There is a wide‐ranging consensus that co‐ordination in development policy is needed for aid effectiveness. However, our research reveals a number of surprising and significant gaps in existing scholarship. Development co‐ordination in Palestine has not been researched and the phenomenon of aid co‐ordination as ‘shielding’ against domestic contestation remains underexamined.


This article aims to provide a better understanding of the ‘risk shielding’ dynamic in European development co‐ordination through 4 case studies. It envisages theoretical insights on the ‘shield effect’ and specifically (a) how cracks may entail co‐ordination collapse and (b) which conditions influence the continuation of such donor co‐ordination schemes.

Approach and methods

The pragmatic and inductive research strategy is based on 74 expert interviews in Jerusalem and Ramallah in 2017 and 2019, which are triangulated with primary sources, existing evaluations, verification meetings and secondary literature. We examine four cases that vary in terms of successfulness. Coincidental variation between and within the cases allows us to infer theoretical insights.

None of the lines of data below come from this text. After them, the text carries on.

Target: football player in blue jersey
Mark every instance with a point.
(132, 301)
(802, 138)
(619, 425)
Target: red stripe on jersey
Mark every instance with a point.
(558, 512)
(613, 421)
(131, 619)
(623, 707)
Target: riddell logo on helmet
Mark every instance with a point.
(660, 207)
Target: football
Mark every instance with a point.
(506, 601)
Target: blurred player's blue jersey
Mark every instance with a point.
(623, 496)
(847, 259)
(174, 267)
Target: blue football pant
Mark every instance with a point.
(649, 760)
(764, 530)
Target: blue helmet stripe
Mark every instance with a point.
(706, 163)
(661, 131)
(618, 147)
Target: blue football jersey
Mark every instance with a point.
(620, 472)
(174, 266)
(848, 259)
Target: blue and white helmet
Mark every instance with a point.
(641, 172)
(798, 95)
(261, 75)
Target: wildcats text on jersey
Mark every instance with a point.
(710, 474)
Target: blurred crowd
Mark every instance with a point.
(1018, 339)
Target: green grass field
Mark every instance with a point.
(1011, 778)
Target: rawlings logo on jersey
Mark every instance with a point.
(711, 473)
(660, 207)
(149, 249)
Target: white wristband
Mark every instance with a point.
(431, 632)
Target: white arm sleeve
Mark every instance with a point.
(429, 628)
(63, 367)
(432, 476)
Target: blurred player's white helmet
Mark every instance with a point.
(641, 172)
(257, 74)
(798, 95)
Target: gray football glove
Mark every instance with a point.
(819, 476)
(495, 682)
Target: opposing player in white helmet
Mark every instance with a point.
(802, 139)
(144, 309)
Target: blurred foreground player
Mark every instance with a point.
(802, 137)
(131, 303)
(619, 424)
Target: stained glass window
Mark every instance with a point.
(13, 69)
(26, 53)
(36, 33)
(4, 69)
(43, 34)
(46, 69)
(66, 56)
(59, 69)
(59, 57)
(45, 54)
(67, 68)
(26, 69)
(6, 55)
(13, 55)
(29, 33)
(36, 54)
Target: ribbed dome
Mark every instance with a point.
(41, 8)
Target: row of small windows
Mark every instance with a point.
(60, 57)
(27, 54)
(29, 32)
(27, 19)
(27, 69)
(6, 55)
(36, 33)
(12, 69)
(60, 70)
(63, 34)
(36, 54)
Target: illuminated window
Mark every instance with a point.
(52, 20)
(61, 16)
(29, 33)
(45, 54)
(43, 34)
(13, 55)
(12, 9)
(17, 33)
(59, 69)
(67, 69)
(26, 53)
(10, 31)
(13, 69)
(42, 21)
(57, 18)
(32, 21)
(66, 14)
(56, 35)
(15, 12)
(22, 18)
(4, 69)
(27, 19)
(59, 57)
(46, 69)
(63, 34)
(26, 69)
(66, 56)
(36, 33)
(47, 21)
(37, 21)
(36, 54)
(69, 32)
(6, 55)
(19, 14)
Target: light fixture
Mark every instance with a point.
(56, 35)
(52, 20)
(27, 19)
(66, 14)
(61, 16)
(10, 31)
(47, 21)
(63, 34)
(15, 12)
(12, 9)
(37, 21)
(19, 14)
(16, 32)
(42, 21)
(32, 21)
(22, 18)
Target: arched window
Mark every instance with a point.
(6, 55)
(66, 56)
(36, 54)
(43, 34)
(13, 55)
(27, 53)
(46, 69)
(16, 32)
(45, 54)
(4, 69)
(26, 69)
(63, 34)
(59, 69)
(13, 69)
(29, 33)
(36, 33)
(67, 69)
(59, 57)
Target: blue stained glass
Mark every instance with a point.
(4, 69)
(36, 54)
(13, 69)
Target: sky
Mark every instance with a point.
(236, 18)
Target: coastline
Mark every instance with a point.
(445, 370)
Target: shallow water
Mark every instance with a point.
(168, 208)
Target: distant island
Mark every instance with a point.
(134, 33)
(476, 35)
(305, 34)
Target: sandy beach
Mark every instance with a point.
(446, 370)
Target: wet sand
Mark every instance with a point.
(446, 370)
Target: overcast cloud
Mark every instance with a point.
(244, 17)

While donor co‐ordination in Palestine has often been pursued in order to shield against contestation, an opposite dynamic can also emerge whereby one donor succumbs to pressures and thereby contaminates the entire donor group. Our article provides an empirically grounded theorization of co‐ordination schemes’ sustainability by identifying (a) a five‐stage script of how domestic contestation may erode the shield and (b) three conditions for sustainable co‐ordination. Finally, we make suggestions for further research, for instance from a politicization perspective.

Policy implications

Before engaging in far‐reaching co‐ordination schemes, donors should consider the possible impact of domestic contestation within fellow donors and the creation of additional protective belts through international organizations. While donor consortia seem to be useful shields against attacks, they may put a heavy burden on all donors involved. Donors that are confident about domestic support should therefore consider going alone. While Palestine constitutes a unique context, we expect that domestic contestation of aid will grow and hence that the ‘shielding’ purpose will become increasingly relevant.